An unusual cause of acute anemia in an immunosuppressed patient.

Gastrointestinal mucormycosis is an uncommon, invasive, opportunistic fungal infection with a high mortality rate, seen more commonly in immunocompromised patients. This lethal infection has a wide range of presentations, from colonization of peptic ulcers to infiltrative disease and eventually vascular invasion. Here we present a case of upper gastrointestinal bleeding in an immunocompromised patient, which was proved to be secondary to gastric involvement by mucormycosis.

Introduction

Gastrointestinal mucormycosis is an uncommon and invasive, opportunistic fungal infection with a high mortality rate, seen more commonly in immunocompromised patients [1]. All portions of the gastrointestinal tract can become involved, with the stomach being the most common site [2]. This lethal infection has a wide range of presentations, from colonization of peptic ulcers to infiltrative disease and eventually vascular invasion. Here we present a case of upper gastrointestinal bleeding in an immunocompromised patient which was proved to be secondary to gastric involvement by mucormycosis.

Case presentation

A 65-year-old male with type 2 diabetes, interstitial lung disease and rheumatoid arthritis—the latter being treated with chronic prednisone therapy and leflunomide—presented with periumblical abdominal pain and dark, tarry stool for the previous 24 hours. Laboratory testing demonstrated a drop in hemoglobin from 13.0 to 6.7 g/dL.

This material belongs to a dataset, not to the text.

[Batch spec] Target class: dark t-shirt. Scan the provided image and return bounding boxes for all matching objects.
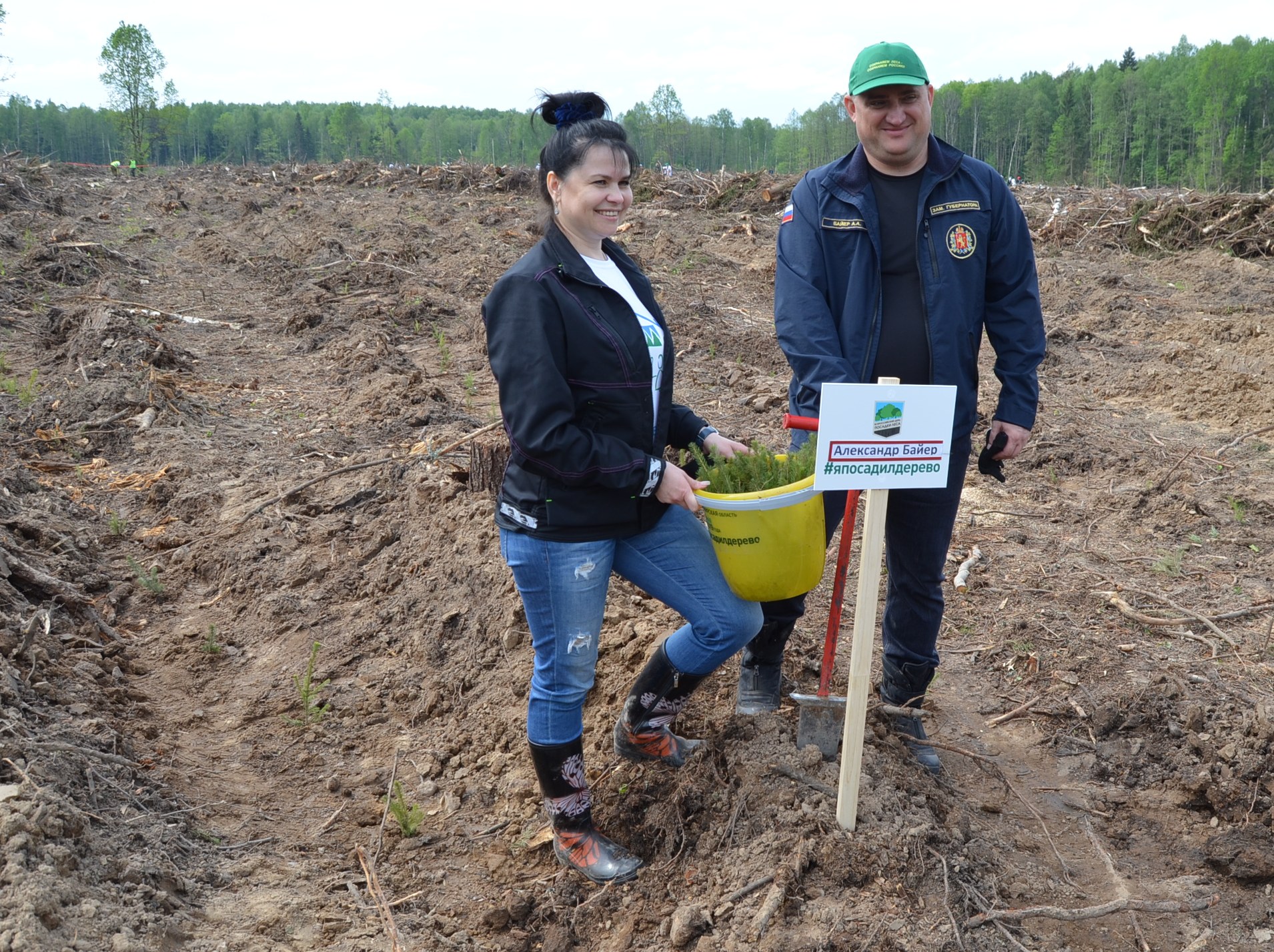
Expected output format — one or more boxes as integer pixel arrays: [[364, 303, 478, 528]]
[[865, 167, 928, 384]]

A large mass was found on contrast-enhanced computed tomography (CT), extending from the esophago-gastric junction to the mid-gastric body and containing extensive infiltrative gas (Figure 1). Esophago-gastroduodenoscopy revealed a large, infiltrative mass with infiltration into the surrounding gastric mucosa, characterized by dusky, necrotic and ulcerative mucosa with multiple clots (Figure 2). Biopsies were taken and revealed broad, ribbon-like fungal elements infiltrating the gastric parenchyma, compatible with mucormycosis (Figure 3). Lactophenol cotton blue adhesive tape preparation from colony, showed sporangiophores directly over the sporangium, compatible with rhizopus (Figure 4).

Figure 1.

Post-contrast axial CT of the abdomen at the level of the gastric body reveals a large, loculated mass with a large amount of gas bubbles occupying most of the gastric body and fundus

Figure 2.

Esophago-gastroduodenoscopy shows a large fungating mass starting at the esophago-gastric junction and extending inferiorly, with obscured landmarks and dusky, ulcerated and necrotic mucosa

Figure 3.

A hematoxylin & eosin section from the stomach reveals suppurative inflammation with broad, ribbon-like fungal elements infiltrating the gastric parenchyma

Figure 4.

Lactophenol cotton blue adhesive tape preparation from colony shows sporangiophores directly over the sporangium, consistent with rhizopus

The patient proceeded to surgery for sub-total gastrectomy with Roux-en-Y esophagojejunostomy.

Discussion

Gastrointestinal mucormycosis is an uncommon and invasive opportunistic fungal infection with a high mortality rate, seen more commonly in immunocompromised patients [1]. Some of the common risk factors for this infection include diabetes, inherited immunodeficiencies, immunosuppressants, solid organ- and hematopoietic stem cell transplant, malnutrition, and hematological malignancies, such as lymphoma and leukemia [2]. A meta-analysis of 929 cases revealed that the site of infection varies according to the underlying pre-disposing factor, with the paranasal sinuses being the most common site (39%, compared with 7% in the gastrointestinal tract) [3]. All portions of the gastrointestinal tract can become involved, with the stomach being the most common site [4].

This lethal infection has a wide range of presentations, from colonization of peptic ulcers to infiltrative disease and eventually vascular invasion. Invasion of the vessels by this fungus causes thrombosis, infraction and tissue necrosis, which can present as gastrointestinal bleeding [1, 4]. The mortality rate from gastrointestinal mucor infection is up to 85%, which makes early diagnosis crucial [3]. Patients should be diagnosed based on their histological findings, since the culture is positive in only 30% of surgical specimens [5]. Treatment is a combination of early surgical debridement of infected tissue, along with systemic antifungal therapy (usually parenteral amphotericin B at 1 mg/kg/day or oral posaconazole at 400 mg, given twice daily) [1, 6, 7]. Early intervention with a combined approach will give the patient a better chance of survival, up to 70% [3].

Conflict of interest statement: none declared.